Stable Audio Open

Open source text-to-audio generation for short audio samples.

Free

Description

Stable Audio Open is an open-source text-to-audio model developed by Stability AI. It specializes in generating stereo audio samples up to 47 seconds in length at a 44.1kHz sample rate directly from user-provided text prompts. The model is particularly adept at creating specific types of audio elements like drum beats, instrument riffs, ambient sounds, and foley recordings, making it a valuable tool for music production and sound design workflows.

This model utilizes a transformer-based diffusion architecture, operating within the latent space of an autoencoder and conditioned using T5-based text embeddings. It was trained exclusively on a large dataset of audio recordings licensed under CC0, CC BY, or CC Sampling+ from FreeSound and the Free Music Archive, ensuring the training data is free from copyrighted music. While powerful for generating audio samples, Stable Audio Open is not optimized for creating complete songs, complex melodies, or human vocals.

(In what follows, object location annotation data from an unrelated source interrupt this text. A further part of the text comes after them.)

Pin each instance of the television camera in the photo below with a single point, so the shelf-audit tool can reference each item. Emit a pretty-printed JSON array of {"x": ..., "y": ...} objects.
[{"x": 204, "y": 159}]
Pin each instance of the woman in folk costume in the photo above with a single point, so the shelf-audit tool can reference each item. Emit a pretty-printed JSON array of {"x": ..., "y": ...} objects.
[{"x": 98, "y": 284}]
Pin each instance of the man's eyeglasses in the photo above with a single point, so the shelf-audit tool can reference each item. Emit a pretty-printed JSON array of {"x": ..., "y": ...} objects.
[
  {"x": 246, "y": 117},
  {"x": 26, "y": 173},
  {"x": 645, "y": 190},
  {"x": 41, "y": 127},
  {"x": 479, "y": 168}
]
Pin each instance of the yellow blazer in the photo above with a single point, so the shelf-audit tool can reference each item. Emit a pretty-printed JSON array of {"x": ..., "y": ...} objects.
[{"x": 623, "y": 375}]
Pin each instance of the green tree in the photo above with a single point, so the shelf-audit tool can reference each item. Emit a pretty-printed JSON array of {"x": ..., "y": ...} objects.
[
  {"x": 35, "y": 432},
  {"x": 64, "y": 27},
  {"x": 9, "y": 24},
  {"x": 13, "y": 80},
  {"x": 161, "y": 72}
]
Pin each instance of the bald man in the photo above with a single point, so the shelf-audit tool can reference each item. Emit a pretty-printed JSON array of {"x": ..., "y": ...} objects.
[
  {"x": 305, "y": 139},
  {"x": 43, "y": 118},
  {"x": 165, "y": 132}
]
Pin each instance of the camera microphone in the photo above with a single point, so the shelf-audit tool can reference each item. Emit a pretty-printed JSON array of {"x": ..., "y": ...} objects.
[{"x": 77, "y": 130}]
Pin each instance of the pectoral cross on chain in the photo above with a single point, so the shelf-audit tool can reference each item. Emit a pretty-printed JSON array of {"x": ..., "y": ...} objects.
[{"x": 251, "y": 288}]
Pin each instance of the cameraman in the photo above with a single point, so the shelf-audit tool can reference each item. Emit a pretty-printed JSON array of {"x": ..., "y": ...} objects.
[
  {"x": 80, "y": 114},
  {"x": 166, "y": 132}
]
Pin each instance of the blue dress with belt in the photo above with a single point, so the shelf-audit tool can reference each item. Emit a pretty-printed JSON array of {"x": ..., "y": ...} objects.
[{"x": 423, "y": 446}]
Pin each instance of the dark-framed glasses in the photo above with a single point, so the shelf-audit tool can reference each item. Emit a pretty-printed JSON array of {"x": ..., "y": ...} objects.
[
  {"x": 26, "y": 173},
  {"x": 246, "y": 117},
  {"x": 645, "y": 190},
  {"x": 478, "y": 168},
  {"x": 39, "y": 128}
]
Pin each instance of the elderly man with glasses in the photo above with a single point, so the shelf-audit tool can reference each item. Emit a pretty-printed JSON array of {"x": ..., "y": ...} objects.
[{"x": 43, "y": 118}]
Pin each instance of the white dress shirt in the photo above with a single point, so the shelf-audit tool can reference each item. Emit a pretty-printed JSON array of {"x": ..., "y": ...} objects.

The model weights are accessible via Hugging Face under a non-commercial research license, and it's designed for use with the accompanying `stable-audio-tools` library for inference and fine-tuning.

Key Features

Text-to-Audio Generation: Creates audio directly from text descriptions.
Variable Length Output: Generates audio samples up to 47 seconds long.
High-Quality Audio: Outputs stereo audio at a 44.1kHz sample rate.
Specialized Audio Generation: Optimized for drum beats, instrument riffs, ambient sounds, and foley.
Open Source Model: Model weights are publicly available on Hugging Face.
Fine-tuning Capability: Allows users to fine-tune the model on custom audio datasets.
Transformer-Based Architecture: Built using an autoencoder, T5 text embedding, and a diffusion model.
Ethically Sourced Training Data: Trained on audio from FreeSound and Free Music Archive under open licenses (CC0, CC BY, CC Sampling+).

Use Cases

Creating custom drum beats for music production.
Generating unique instrument riffs and loops.
Producing ambient soundscapes for videos or games.
Creating realistic foley sound effects for film and media.
Generating audio samples for sound design projects.
Fine-tuning the model for specialized audio generation tasks (e.g., specific drum kits).